DUI, Illegal Stop, Investigative Detention; Butler v. State, A10AA0736 (April 7, 2010). J. Butler was found guilty of DUI in Columbia County Superior Court in Appling, Georgia near Augusta, Georgia. She appealed the legality of her stop. Staff Sergeant Thomas Harper of the Columbia County Sheriff’s Department responded to a domestic disturbance.
He saw a vehicle leaving the address of the call and flagged down the driver by waving his arm out the window. He did not activate his emergency blue lights. The car stopped. He asked her if she was involved in a domestic dispute. She indicated she was so he asked her if she would mind turning around and going back to the address to discuss the dispute. She agreed. At the house, he noticed she was under the influence of alcohol and arrested her.

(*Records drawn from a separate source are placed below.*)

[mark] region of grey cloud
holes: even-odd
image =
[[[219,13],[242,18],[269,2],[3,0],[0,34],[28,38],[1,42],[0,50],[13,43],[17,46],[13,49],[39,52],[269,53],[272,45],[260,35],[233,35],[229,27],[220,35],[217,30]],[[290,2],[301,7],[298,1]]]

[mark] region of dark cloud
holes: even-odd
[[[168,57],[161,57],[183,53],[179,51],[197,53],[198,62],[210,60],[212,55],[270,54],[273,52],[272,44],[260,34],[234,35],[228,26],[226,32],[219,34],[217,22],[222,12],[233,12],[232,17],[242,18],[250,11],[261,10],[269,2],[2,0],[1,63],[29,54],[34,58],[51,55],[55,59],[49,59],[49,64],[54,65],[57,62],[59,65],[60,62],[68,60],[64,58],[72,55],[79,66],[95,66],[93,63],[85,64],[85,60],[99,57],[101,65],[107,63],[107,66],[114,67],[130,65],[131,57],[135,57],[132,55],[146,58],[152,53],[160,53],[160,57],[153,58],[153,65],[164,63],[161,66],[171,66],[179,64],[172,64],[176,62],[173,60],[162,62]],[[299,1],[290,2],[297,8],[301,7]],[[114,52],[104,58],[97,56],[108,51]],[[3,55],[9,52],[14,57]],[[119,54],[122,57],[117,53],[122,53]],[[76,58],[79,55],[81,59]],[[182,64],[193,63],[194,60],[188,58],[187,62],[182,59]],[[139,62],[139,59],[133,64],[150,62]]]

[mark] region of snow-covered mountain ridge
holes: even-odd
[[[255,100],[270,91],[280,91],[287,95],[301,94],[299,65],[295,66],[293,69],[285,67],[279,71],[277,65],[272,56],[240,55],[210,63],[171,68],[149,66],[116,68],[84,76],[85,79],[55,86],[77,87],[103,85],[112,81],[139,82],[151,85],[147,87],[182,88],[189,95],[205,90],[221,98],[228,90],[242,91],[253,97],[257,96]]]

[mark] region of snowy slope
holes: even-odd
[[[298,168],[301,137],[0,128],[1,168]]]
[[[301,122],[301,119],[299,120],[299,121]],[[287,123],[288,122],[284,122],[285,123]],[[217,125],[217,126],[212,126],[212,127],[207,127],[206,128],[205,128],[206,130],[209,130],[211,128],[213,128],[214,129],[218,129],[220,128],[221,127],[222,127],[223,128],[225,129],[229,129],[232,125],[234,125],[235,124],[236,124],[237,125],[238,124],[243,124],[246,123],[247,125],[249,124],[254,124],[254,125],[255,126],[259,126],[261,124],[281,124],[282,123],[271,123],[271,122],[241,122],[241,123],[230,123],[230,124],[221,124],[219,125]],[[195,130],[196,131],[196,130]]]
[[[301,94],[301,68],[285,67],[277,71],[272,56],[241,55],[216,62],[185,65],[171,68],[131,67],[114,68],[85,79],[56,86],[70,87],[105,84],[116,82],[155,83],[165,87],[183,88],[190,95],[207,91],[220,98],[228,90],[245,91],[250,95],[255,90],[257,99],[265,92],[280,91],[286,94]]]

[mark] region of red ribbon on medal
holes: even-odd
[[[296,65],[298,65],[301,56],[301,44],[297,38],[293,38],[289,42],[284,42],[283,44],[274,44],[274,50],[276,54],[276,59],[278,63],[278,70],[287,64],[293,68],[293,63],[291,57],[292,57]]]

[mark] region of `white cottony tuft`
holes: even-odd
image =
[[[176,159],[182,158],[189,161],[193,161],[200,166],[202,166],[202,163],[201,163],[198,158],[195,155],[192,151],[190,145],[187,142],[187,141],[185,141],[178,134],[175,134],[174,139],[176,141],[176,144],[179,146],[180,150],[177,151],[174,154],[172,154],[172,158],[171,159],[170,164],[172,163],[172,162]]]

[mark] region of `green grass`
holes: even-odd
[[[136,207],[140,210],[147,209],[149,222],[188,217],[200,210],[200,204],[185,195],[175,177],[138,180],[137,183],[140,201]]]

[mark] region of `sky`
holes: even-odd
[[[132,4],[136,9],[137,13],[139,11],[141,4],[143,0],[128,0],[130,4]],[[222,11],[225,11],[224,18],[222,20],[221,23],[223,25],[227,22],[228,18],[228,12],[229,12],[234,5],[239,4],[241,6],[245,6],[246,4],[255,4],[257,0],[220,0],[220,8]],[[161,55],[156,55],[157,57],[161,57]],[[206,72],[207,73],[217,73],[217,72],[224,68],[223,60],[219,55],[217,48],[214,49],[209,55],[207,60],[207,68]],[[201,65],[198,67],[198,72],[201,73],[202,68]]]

The DUI Defendant argued that it was an illegal stop. The trial court found that it was a tier-one police-citizen encounter and did not require an articulable suspicion of criminal activity to justify the stop. The Court of Appeals agreed and found that there was no evidence that Sargent Harper created the impression that the DUI defendant could not leave. There were no lights (Carrera v. State, 261 Ga. App. 832 (2003)), no yelling (Causey v. State, 246 Ga. App. 829 (2000), no forcibly opening the car door (Smith v. State, 288 Ga. App. 87(2007)), or that she was prevented from leaving (Peters v. State, 242 Ga. App. 816 (2000). The Georgia Appellate court found that she was given the choice to leave or come back. The Georgia Court of Appeals found O.C.G.A. 40-6-395 (a)(it shall be unlawful for any driver…to willfully fail or refuse…to stop…when given a visible signal to…stop.) inapplicable since the DUI defendant was given the choice to leave.